Monday: American, Keystone

Tuesday: Majestic, Thanhouser

Wednesday: Reliance, Broncho

Thursday: American, Punch

Friday: Kay-Bee, Thanhouser

Saturday: American, Reliance

 

Within a period of three weeks, much of the Film Supply Company program had shifted to the Mutual, enabling the latter to expand from three days a week to seven. These were times of great growth by the Independents, and in addition to the success of Film Supply Company and Mutual releases, Universal films were enjoying an ever-widening audience. More and more there was a cry from exhibitors for an open market whereby theatres could order selected releases from any of the major programs, without having to declare exclusive allegiance to any one in particular. During the next year or so this gradually became a reality.

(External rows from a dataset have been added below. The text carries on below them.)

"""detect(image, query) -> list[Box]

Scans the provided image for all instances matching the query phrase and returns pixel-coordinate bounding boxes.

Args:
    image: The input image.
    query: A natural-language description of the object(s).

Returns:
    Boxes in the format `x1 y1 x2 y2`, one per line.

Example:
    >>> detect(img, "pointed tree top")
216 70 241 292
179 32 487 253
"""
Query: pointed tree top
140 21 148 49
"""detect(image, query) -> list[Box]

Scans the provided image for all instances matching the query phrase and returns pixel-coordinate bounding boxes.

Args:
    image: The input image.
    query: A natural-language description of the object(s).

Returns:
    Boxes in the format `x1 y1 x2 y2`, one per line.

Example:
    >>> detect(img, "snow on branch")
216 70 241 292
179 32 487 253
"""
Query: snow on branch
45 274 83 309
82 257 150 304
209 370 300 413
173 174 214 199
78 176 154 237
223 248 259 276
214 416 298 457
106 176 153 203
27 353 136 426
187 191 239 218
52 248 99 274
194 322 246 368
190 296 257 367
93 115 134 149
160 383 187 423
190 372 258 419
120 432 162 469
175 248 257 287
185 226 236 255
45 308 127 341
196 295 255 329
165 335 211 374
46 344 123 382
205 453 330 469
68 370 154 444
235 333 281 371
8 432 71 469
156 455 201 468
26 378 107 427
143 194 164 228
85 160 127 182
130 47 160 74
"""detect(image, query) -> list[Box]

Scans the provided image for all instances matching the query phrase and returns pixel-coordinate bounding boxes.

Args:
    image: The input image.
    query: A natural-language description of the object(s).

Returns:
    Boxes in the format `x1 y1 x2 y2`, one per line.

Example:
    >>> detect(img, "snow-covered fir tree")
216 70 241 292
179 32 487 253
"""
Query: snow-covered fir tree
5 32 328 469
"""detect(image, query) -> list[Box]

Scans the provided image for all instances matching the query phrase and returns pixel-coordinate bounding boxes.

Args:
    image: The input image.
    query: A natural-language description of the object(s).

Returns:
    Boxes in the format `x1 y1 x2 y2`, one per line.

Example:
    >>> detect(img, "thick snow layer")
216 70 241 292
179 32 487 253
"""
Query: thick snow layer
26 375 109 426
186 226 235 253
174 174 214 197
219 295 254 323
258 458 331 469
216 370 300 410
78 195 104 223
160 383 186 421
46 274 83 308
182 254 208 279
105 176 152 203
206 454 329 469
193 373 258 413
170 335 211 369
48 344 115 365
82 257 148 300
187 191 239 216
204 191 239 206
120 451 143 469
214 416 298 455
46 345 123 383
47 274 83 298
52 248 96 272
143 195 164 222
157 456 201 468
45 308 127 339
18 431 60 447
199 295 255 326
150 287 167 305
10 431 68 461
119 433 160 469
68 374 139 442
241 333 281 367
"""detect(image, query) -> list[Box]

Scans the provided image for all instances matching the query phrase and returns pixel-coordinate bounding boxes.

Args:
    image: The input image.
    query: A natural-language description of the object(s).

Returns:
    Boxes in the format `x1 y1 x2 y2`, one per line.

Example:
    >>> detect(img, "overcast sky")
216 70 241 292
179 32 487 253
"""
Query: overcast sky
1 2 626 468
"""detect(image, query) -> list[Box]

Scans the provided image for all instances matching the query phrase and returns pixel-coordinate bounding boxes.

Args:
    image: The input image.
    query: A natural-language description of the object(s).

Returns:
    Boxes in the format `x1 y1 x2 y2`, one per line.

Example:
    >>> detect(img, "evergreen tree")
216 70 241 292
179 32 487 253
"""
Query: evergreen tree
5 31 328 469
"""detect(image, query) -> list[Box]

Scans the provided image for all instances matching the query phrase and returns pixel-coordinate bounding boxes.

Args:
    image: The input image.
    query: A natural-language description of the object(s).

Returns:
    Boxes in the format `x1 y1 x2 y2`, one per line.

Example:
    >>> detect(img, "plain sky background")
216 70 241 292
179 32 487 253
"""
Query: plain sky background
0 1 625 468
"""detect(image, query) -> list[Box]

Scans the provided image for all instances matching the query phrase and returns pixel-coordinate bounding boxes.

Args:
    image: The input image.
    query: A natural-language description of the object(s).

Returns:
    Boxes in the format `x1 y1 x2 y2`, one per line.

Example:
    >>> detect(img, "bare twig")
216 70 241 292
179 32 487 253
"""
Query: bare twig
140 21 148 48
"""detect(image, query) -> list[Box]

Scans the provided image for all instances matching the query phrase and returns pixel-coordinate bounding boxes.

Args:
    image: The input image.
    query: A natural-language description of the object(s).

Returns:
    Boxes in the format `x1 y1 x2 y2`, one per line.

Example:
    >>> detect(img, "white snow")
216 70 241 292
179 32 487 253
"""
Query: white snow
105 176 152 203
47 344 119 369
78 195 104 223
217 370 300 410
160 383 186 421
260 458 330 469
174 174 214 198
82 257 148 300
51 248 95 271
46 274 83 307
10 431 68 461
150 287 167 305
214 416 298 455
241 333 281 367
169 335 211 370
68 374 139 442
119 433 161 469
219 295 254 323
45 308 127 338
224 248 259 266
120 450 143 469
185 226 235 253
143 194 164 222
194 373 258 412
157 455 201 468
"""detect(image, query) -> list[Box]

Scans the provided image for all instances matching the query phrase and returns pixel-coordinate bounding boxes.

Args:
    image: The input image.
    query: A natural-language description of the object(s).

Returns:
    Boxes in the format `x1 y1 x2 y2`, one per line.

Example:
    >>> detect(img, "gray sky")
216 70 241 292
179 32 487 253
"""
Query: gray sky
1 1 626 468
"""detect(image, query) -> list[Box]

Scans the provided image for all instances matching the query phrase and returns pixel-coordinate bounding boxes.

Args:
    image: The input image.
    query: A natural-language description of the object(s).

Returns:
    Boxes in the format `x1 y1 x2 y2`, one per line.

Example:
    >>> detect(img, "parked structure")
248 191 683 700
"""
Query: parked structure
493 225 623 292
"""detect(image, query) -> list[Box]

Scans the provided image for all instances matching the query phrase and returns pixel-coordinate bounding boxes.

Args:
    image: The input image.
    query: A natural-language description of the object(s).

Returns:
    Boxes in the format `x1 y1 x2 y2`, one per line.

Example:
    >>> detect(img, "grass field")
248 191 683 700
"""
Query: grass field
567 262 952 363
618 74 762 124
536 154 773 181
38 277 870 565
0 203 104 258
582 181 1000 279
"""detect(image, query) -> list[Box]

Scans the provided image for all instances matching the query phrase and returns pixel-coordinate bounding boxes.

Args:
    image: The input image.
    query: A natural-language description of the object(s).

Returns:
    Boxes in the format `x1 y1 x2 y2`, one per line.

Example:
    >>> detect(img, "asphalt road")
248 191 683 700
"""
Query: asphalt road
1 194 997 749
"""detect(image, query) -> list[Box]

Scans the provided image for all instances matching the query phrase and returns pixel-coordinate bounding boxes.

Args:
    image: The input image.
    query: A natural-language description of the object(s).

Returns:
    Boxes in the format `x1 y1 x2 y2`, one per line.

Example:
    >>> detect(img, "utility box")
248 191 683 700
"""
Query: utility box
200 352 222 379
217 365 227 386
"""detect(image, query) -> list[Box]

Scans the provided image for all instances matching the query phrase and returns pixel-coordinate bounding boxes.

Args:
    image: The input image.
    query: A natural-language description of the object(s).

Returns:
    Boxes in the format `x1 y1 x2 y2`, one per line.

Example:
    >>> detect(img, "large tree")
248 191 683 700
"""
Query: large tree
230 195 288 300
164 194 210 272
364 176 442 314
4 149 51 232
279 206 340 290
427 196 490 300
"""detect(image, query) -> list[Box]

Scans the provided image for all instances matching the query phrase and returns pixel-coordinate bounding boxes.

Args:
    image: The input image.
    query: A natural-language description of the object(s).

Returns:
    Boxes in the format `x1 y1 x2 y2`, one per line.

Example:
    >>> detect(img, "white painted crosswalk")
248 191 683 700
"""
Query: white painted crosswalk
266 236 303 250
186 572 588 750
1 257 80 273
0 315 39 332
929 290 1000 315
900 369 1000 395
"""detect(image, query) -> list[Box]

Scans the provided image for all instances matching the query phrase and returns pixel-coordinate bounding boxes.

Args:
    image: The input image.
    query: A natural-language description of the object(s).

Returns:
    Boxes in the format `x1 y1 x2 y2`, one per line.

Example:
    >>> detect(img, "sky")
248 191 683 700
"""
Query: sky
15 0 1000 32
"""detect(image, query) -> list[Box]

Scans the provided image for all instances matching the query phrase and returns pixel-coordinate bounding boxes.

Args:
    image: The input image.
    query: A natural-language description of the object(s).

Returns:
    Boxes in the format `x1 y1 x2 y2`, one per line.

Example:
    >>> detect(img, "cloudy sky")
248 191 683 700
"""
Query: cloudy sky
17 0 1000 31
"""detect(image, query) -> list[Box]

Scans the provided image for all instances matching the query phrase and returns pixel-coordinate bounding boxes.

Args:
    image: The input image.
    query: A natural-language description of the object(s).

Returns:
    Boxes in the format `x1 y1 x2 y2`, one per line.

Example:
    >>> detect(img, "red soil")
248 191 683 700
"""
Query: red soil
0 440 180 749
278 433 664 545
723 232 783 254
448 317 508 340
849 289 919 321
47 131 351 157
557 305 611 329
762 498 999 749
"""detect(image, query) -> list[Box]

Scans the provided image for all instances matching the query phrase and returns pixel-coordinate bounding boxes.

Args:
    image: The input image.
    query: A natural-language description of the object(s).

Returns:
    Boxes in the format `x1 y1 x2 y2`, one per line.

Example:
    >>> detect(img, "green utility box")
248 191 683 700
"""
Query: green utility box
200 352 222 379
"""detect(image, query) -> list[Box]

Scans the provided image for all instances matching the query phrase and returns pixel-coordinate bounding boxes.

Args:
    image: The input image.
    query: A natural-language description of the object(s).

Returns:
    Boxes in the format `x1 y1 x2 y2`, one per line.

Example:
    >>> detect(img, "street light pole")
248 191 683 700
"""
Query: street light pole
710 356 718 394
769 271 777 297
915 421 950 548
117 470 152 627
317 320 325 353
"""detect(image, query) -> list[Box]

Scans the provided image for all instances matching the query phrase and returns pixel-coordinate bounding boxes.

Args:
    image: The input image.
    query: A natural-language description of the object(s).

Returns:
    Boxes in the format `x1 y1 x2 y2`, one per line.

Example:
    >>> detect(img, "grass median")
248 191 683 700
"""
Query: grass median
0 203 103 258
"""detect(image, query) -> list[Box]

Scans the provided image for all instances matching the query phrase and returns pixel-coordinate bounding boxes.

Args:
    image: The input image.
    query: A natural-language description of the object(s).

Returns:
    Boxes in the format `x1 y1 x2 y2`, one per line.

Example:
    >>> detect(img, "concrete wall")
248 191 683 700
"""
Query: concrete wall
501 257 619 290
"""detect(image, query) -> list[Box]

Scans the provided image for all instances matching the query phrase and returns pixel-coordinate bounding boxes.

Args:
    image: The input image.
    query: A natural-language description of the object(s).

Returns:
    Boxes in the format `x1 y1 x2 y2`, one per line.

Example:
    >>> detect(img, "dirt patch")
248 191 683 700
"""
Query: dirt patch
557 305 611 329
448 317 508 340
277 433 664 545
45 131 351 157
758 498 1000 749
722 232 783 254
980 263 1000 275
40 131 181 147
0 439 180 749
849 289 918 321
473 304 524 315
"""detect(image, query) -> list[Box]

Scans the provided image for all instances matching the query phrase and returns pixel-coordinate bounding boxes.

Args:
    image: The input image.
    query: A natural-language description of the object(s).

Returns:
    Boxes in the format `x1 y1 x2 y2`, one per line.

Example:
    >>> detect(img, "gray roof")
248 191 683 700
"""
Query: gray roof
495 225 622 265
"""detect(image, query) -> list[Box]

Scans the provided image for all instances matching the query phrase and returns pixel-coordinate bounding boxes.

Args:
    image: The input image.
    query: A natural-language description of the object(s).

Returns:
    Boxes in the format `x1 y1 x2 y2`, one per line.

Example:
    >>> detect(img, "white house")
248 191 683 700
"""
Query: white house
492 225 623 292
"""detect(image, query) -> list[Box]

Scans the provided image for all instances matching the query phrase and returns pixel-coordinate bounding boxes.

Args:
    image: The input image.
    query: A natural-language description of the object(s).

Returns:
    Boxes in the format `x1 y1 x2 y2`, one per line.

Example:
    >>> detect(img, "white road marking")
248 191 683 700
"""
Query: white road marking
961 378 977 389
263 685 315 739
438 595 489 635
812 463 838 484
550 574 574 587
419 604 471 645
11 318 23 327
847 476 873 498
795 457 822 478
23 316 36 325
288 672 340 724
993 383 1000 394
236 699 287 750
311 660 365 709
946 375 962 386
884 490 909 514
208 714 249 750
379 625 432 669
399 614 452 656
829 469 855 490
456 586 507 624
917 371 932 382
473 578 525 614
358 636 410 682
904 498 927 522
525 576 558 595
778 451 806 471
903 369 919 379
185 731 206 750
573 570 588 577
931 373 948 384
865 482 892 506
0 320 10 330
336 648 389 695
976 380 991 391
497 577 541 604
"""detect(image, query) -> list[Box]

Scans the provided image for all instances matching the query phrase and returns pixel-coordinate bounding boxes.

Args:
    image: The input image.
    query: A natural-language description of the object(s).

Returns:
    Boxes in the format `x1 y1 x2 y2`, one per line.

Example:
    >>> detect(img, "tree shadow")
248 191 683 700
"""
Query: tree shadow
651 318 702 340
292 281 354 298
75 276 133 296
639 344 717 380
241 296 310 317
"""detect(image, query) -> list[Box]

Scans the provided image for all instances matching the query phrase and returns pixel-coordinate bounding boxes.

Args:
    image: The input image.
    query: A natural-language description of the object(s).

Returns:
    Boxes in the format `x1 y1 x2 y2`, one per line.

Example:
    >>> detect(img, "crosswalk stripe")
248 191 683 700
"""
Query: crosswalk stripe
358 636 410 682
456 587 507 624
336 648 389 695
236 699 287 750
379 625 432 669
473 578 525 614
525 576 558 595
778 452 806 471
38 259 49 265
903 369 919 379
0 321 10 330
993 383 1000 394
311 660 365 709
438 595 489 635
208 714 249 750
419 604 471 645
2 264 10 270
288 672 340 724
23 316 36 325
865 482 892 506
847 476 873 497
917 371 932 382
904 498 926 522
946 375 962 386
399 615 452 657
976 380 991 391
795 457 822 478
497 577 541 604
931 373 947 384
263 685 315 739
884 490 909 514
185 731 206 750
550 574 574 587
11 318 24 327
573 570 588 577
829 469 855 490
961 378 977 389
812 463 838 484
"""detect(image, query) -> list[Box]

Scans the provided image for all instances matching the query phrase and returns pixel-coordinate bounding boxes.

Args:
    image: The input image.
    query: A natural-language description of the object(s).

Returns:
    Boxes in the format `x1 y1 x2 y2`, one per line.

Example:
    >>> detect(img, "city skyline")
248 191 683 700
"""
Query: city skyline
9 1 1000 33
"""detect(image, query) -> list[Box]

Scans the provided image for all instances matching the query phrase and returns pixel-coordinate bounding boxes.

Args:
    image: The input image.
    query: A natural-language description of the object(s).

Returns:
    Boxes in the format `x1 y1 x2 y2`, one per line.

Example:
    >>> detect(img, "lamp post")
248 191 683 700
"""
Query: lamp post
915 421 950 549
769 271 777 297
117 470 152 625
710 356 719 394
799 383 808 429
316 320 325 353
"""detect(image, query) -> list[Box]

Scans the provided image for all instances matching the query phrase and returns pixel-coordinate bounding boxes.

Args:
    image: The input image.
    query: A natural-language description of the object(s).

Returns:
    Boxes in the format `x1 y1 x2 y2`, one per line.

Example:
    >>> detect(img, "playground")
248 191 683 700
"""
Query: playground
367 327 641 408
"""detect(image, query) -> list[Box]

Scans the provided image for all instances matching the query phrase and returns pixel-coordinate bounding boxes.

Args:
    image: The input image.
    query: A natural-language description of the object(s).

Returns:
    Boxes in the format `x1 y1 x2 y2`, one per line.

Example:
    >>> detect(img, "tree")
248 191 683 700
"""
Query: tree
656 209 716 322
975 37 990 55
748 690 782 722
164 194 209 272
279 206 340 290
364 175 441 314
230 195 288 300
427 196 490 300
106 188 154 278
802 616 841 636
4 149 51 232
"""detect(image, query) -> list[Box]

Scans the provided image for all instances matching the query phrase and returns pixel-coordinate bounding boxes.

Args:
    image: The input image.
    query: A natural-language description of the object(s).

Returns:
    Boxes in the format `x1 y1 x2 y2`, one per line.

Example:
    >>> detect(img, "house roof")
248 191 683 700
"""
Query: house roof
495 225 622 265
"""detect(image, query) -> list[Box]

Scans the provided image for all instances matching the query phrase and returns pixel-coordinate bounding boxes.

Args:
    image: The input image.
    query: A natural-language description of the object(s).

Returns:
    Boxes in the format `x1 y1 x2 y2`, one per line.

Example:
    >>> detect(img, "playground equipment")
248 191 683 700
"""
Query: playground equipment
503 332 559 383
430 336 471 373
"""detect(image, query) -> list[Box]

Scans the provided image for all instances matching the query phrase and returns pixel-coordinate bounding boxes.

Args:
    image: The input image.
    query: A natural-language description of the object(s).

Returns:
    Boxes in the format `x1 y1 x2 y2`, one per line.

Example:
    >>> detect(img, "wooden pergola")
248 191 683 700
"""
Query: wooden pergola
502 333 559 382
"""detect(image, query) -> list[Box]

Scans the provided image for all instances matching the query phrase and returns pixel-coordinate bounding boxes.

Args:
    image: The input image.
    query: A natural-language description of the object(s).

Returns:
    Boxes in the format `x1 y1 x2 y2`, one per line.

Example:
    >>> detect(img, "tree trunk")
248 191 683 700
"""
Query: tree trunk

For Patents Company firms, some of which still exhibited aggressiveness in 1913, a period of decline had set in. Rewards in the film marketplace, like any other commercial arena, went to the innovators, and without question the Patents Company members were largely content to rest on their laurels, while the young and growing Independents presented fresh ideas and spirited vitality. The year 1913 would see the departure from Biograph of D.W. Griffith, who would go on to produce films under other banners. Biograph declined precipitately and during the next several years contented itself with emphasizing the glories of the past by reissuing old Griffith-directed films while renting portions of its studio to other firms. Note

Lubin, another key element in the Patents Company program, had two or three more good years ahead of it, after which it, too, would fade from the scene. The Edison studio, which was a player in the motion picture game at the very beginning, never kept in step with progress after the first decade of the 20th century, and its failure to produce a wide variety of multiple-reel films with serious dramatic content would have a telling effect. Thomas Edison himself probably was concerned very little about the decline of his motion picture operations, for films were never his forte, and he had his fingers in many other business pies. Vitagraph maintained an aggressive program of releases and would be strong for the next several years, but gradually it, too, would lose the market share it had enjoyed in the early days of Patents Company dominance. Of all the Patents Company members, Vitagraph was to live the longest and would remain in business until 1925.